Page:Alain - Système des Beaux-Arts.djvu/14

Le texte de cette page a été corrigé et est conforme au fac-similé.
12
SYSTÈME DES BEAUX-ARTS

Si l’on réfléchissait à ceci, que la pensée solitaire ne prend forme que dans l’expression commune, on comprendrait mieux la vertu des signes, dont aucune pensée n’est jamais séparable, et, par là, qu’une pensée qui n’est pas commune n’est en aucun sens une pensée. De quoi témoignent ces antiques manières de dire, qui sont danse, mimique, musique, où il est assez clair que l’expression et l’assentiment ne font qu’un. Et ces fortes écritures, qui sont temples, statues, dessins, ont gardé cette puissance de convertir sans preuves, en terminant les divagations, comme faisait la harpe de David pour le roi fou. Modèles pour le langage écrit, qui n’est pas encore pleinement objet. Il fallait donc ramener le langage articulé aux conditions qui font qu’une œuvre est universelle et durable. Et l’on peut remarquer que les éclairs de beauté de la vraie prose offrent une vérité sans preuves, au sens où la belle musique est sans preuves et la Vénus de Milo sans preuves. Mais ces beautés aussi sont des exhortations plutôt que des modèles ; c’est ainsi que l’inimitable seul instruit.

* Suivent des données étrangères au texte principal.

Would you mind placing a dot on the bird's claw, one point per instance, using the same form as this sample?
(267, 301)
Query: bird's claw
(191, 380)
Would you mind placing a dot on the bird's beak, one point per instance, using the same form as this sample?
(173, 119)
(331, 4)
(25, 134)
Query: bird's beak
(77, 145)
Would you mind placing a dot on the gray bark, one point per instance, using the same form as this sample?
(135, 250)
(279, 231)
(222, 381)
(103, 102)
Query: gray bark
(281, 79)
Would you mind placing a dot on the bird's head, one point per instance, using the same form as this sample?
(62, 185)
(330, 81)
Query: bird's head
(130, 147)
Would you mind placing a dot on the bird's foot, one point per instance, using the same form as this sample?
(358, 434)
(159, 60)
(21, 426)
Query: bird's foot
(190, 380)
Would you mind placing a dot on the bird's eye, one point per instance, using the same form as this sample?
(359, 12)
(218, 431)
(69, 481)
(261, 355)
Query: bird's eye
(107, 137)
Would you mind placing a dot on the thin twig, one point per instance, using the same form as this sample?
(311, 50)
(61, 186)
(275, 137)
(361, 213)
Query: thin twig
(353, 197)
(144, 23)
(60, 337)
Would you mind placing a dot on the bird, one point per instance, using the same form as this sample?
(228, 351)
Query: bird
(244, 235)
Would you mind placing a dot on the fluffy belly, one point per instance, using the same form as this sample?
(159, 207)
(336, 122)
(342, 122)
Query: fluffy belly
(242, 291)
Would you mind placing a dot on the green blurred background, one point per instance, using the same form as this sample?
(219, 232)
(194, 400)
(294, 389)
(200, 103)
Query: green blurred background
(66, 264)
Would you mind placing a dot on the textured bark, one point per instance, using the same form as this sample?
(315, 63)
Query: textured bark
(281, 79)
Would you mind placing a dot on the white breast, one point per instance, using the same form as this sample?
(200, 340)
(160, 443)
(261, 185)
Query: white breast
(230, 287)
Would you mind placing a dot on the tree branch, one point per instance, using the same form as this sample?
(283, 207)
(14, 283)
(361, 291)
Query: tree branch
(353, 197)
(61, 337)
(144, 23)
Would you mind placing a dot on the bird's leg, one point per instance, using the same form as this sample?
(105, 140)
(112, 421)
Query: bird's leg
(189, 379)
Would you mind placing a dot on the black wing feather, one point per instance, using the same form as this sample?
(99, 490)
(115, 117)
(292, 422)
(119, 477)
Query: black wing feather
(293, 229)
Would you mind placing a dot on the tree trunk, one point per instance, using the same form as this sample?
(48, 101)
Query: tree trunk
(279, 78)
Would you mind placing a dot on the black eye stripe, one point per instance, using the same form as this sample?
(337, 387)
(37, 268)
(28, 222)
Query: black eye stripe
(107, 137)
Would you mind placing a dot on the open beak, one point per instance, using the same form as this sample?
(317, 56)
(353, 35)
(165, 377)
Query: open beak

Ce qui va suivre est sur ce chemin, et orienté par là ; mais intermédiaire, puisqu’il détermine des espèces, et non des individus ; et son moyen n’est qu’analogue à la beauté quoi qu’il y tende, car la fin ici poursuivie est de faire apercevoir ce grand objet en son unité systématique, non point logique mais réelle, par la force des oppositions et des caractères singuliers de chaque espèce d’œuvre. La critique ne peut faire plus, et je t’avertis, lecteur, que cet essai fait encore bien moins. Si donc un génie muet te pousse, prends plutôt la plume ou le pinceau. Mais si ton génie bavarde, alors lis.